Product Description
With those words Dave deBronkart began an unwanted odyssey: metastatic kidney cancer had spread silently throughout his body. Online, he read that his median survival time was 24 weeks.
Laugh, Sing and Eat Like a Pig is Dave’s story in his own words: excerpts from his cancer journal and later writings as he discovered the e-patient movement – “Empowered, Engaged, Equipped, Enabled” – and became its best-known blogger, speaker, and government policy advisor.
The true story of “e-Patient Dave” will inspire you and fill you with a sense that a new world is beginning, a world in which empowered patients partner with medical professionals, to truly help heal healthcare.
From the Author
It's the approach I chose to take to the news that I had a lethal cancer - a summary of the advice I got in the first few weeks after diagnosis, before I even started my journal:
* "Laugh" is for the healing power of laughter, as famously discussed by Saturday Review editor Norman Cousins in his book Anatomy of an Illness as Perceived by the Patient
* "Sing" is the advice my doctor gave. I had asked if I should drop out of my much-loved championship chorus to save energy, but he said, "You don't want to stop doing life activities that you love - it sends the wrong message." Wow. So, okay, laugh and sing! Not bad.
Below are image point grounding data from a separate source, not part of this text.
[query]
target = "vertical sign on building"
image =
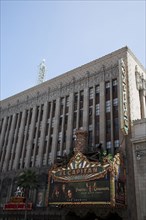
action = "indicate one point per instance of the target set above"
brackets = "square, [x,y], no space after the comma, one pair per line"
[124,122]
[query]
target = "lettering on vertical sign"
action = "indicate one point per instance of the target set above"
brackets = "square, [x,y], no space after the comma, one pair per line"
[123,97]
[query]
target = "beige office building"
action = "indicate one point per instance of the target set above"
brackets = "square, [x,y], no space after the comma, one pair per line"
[104,98]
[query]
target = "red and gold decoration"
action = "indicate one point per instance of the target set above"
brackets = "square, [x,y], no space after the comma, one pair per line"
[82,181]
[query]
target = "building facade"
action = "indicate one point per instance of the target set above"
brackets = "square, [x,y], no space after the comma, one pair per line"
[102,97]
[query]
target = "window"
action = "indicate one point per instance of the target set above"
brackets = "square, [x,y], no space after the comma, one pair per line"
[97,89]
[116,143]
[108,126]
[107,85]
[115,102]
[108,144]
[114,82]
[97,109]
[108,106]
[91,93]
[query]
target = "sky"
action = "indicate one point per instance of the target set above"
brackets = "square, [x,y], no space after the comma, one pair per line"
[67,34]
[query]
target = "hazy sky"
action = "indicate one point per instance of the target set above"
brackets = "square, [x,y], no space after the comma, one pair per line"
[67,34]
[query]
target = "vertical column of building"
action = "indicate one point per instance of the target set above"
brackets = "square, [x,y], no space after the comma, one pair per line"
[42,138]
[86,109]
[37,136]
[78,111]
[102,114]
[15,140]
[142,98]
[69,134]
[111,117]
[48,133]
[63,131]
[2,150]
[7,151]
[29,154]
[97,115]
[94,113]
[55,129]
[20,141]
[10,143]
[25,140]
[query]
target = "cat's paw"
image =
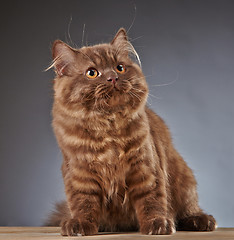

* "Eat like a pig" refers to the diet the hospital sent me, to increase my caloric intake, to combat weight loss and prepare for the battle ahead.
In my online community I told people "If I ever write a book about this, that's what I'll call it." And here we are.
Admittedly, that's not a conventional approach to a deadly disease. But that's the point. And the whole story's true.
== Why a book with this message? ==
4,000 people a day (in the US alone) discover they have cancer, and face that moment of "What on earth do I do NOW??" I know that feeling. Some look for what to do next; others don't even think they can do anything -- they just think they're screwed and go into depression. This book is about hope, getting it in gear, and going "e." (E-patients are "empowered, engaged, equipped, enabled, and educated.")
== What's the vision? ==
I'm committed to a world where healthcare works better - and not just for patients but for the people whose work is to deliver care. I agree with the words of Charlie Safran MD, who said patients are "the most under-utilized resource" in health IT, and I think it applies to all of healthcare.
Healthcare today has unprecedented challenges. Let patients help.